On April 18, 1980, Private John Barrett and Private Derek Smallhorne, two young Irish soldiers stationed with the United Nations peacekeeping forces in southern Lebanon, were kidnapped, tortured and executed. A third Irish soldier, John O’Mahony, shot five times in the legs and back, survived.
Today, the man allegedly responsible, a former South Lebanon Army militiaman named Mahmoud Bazzi, lives in the US, in Detroit, MI. He makes his living driving an ice cream truck. Last year, he began the application process for American citizenship.
The only two witnesses of the attacks who are still alive – O’Mahony and Steve Hindy, a former AP journalist (known today as the founder of Brooklyn Brewery) who was captured alongside them - received this news last year from special agents with Homeland Security.
Hopes for bringing a legal case against Bazzi have risen and fallen throughout the last three decades as the political landscape of Lebanon changed and as various officials in both Ireland and the US expressed interest.
Those who have never forgotten what happened that day in 1980 – the families of the murdered Irish soldiers; John O’Mahony and other comrades who served with them; Steve Hindy, who still remembers the look on Pvt. Barrett’s face as he and Smallhorne were driven away from the rest of the group – now view the possibility of a deportation hearing against Bazzi as the only chance they may ever have to see him brought before a court.
Each time the case has re-emerged or progressed over the past 34 years, they say, it grinds infuriatingly to a halt. They are determined to do everything they can to keep that from happening again this time.
“I would like to see him be brought to some form of justice. At the very least, that he be deported back to Lebanon, that he not be allowed citizenship in America,” O’Mahony, now 62 and living on a farm in Scartaglin, Co. Kerry, told IrishCentral.
“I want the American people to ask themselves, 'Do we want this guy selling ice cream to children? Do we want him having American citizenship?' From what I understand about America and the way people think, they wouldn’t want that.”
The Irish in Lebanon
Irish troops were stationed in Lebanon from 1978 – 2000 as part of the nine-nation United Nations Interim Force in Lebanon (UNIFIL), formed to monitor the withdrawal of Israeli forces from the southern part of the country, just above the Israeli border, and to oversee a transition of authority back into the hands of the Lebanese government.
This was the result of the Lebanese Civil War that began in 1975 and saw an influx of fighters from the Palestinian Liberation Organization, which in turn led Israeli troops to invade the southern part of the country. Instead of fully withdrawing from the region, Israel left the enclave under the watch of the South Lebanon Army (SLA), a Christian Lebanese militia led by a rebel Lebanese army major named Saad Haddad. During this time, the SLA was supported and trained by Israel.

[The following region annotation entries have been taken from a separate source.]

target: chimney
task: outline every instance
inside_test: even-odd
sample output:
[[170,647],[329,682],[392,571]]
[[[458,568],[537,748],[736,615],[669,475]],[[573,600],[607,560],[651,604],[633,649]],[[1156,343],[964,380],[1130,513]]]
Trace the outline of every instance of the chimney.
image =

The majority of the Irish peacekeeping forces left Lebanon in 2001, a year after Israel withdrew from the area. Over the course of those 23 years, from 1978 – 2001, a total of 48 Irish soldiers died while stationed there.
The deaths of Privates Thomas Barrett and Derek Smallhorne are among the most tragic and well-remembered. Both were just a week away from finishing their tours in Lebanon. Barrett, from Co. Cork, was a member of the Fourth Battalion and had been with the army for nine years. Twenty-nine-years-old, he had a wife and a baby daughter in Ireland. Smallhorne, from Dublin, served with the Fifth Battalion and had been in the army for six years. Thirty-one-years-old, he was married and the father of three young children.
The enclave killings
Their killings were part of a revenge plot that began shortly after April 6, 1980, when, during a clash between SLA troops and UNIFIL soldiers from Ireland and the Netherlands in the village of At-Tiri, a fighter for the SLA was killed. From the Christian radio station Voice of Hope, which was based in Israel and funded by American George Otis, Haddad took to the airwaves to deliver the message that the slain man’s family (whom he would later identify as the Bazzi family) wanted the bodies of two Irish soldiers or the equivalent of $10,000 as recompense.
The death threat persisted, despite the fact that Stephen Griffin, another Irish soldier, had been critically wounded in the exchange of fire at At-Tiri and would die a few days later. So it came as something of a surprise, O’Mahony recalled, when on April 18, he, Barrett and Smallhorne were ordered to drive a convoy taking crucial supplies to the UN Observer Group Lebanon posts along the Israeli-Lebanon border since it would involve passing into territory controlled by Haddad’s men.